Monte Carlo methods

Monte Carlo methods#

In this chapter we will discuss an introduction to the so-called Monte Carlo (MC) simulations, which use random numbers and a sequential description of the operations as basic concepts. Because this method uses principles from probability calculations and statistics, it is also known as the method of statistical trials. In the next sections, after a digression on random number generators, we will describe two of the most common applications of Monte Carlo methods: integration and simulation.

_images/needledisplay2.png — Fig. 7 Randomly distributed needles on a strip which has the width of the length of one needle. 81 out of 128 needles cross the border of the strip in this picture. Wikipedia#

Probably the oldest mentioning of a Monte Carlo method, which illustrates all its basic elements, is known as the needle experiment by Buffon. The duke baffled his colleagues in 1777 with a simple method to get the number $\pi$ by simply counting the number of needles thrown onto a strip with the same width as the length of the needles $(l)$. He found out that the ratio between the number of needles $(k)$ crossing the border of the strip (the slightly darker ones in Fig. 7) and the total number of thrown needles $(n)$ is exactly $2 / \pi$ (i.e. $k / n = 2 / \pi = p$). This value is calculated analytically using the position dependent probability density to cross the border of the strip, which is an $arccos$ function, mirrored in the middle of the strip (see Fig. 8. The picture on the right hand side in Fig. 8 shows the convergence to the exact value of $\pi$ with increasing number of thrown needles. The dashed line in this figure is the expected error for the value of $\pi$, which is calculated using the binomial distribution for $k$ by including the error propagation to be $\frac{2n}{k^{2}} \sqrt{np(1-p)} = 2.37 / \sqrt{n}$.

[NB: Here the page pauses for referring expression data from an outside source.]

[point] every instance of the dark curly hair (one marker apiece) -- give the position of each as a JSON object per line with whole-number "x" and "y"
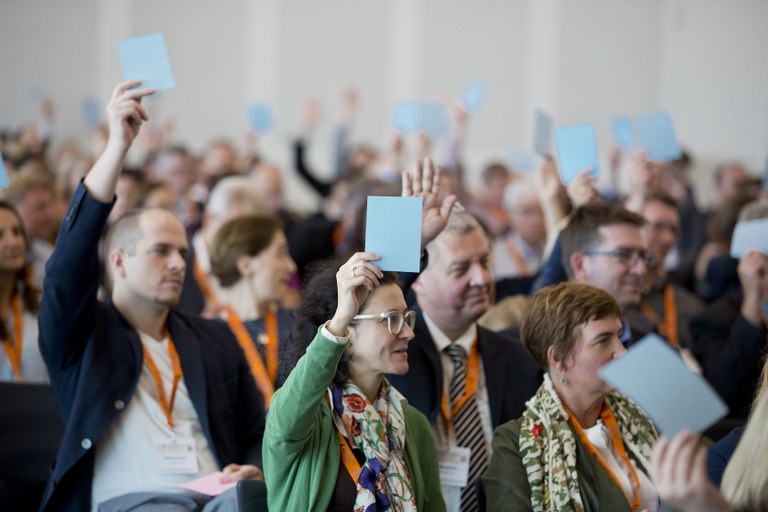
{"x": 319, "y": 299}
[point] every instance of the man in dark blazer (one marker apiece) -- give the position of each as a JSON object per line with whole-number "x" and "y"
{"x": 94, "y": 352}
{"x": 454, "y": 290}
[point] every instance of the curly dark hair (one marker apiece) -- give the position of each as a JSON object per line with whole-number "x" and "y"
{"x": 319, "y": 299}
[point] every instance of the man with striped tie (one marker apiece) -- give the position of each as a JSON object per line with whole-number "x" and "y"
{"x": 466, "y": 379}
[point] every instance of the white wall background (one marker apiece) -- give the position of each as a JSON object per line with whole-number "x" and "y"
{"x": 581, "y": 60}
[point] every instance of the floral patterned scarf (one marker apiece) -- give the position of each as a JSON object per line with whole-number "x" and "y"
{"x": 378, "y": 430}
{"x": 548, "y": 446}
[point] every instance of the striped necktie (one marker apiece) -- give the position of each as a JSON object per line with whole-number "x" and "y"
{"x": 467, "y": 426}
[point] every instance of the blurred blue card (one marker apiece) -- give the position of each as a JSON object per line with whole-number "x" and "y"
{"x": 542, "y": 133}
{"x": 750, "y": 234}
{"x": 473, "y": 96}
{"x": 4, "y": 181}
{"x": 260, "y": 117}
{"x": 393, "y": 231}
{"x": 145, "y": 58}
{"x": 657, "y": 136}
{"x": 623, "y": 133}
{"x": 576, "y": 151}
{"x": 91, "y": 112}
{"x": 407, "y": 117}
{"x": 675, "y": 398}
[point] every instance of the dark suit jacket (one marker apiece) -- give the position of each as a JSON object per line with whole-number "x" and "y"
{"x": 94, "y": 357}
{"x": 511, "y": 375}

_images/needlemcEnglishRotatedPNG.png — Fig. 8 Probabilities for needles to cross the border of the strip depending on their position between the two borders (left), and the result of a MC simulation with its error (dashed line).#

Another example for the determination of $\pi$ is to inscribe a circle in a square and drop objects randomly on it (e.g. drops of rain, see Fig. 9. From the ratio of the number of drops ending in the circle to the total number of drops in the square one finds that $\pi = 4 * in / all$. With $10^6$ drops we found a value of 3.13954.

_images/piMC.png — Fig. 9 The circle inscribed in a square used to calculate $\pi$.#

As of today, the MC methods are preferably used in numerical mathematics if the formulation of the stochastic model is simpler than the formulation of the analytic model for the numerical solution of the problem. Monte Carlo methods are used in many different areas of research. To name just a few of them:

Numerical problems, such as the calculation of integrals or the solution of ordinary or partial differential equations.
Quality control of products, for example the determination of the lifetime of light bulbs.
Problems from operations research, such as transport problems.
Decision management using simulations or risk analysis in investment banking.

Monte Carlo methods can generally be spilt into three major steps:

A stochastic model has to be found for the original mathematical model, which describes the problem accurately enough.
A sequence of random numbers has to be generated, which are then used to simulate a realistic situation, and hence have the same underlying distribution.
Estimates for the original problem have to be found using the results coming from the random numbers.

Monte Carlo was eponymous for this process: the problems connected to gambling were motivating enough to start thinking about randomness of events.

(Pseudo)Random Numbers Generators#

True random generators are based on physical processes. Examples can be the noise level across a resistor, the time between the arrival of two cosmic rays or the number of radioactive decays in a fixed time interval. A method from the early applications of Monte Carlo technique in high energy physics, used the stopping azimuthal position of a cylinder which had been put in rotation by a motor (activated by an operator) and turned off by a cosmic ray recorded by a detector.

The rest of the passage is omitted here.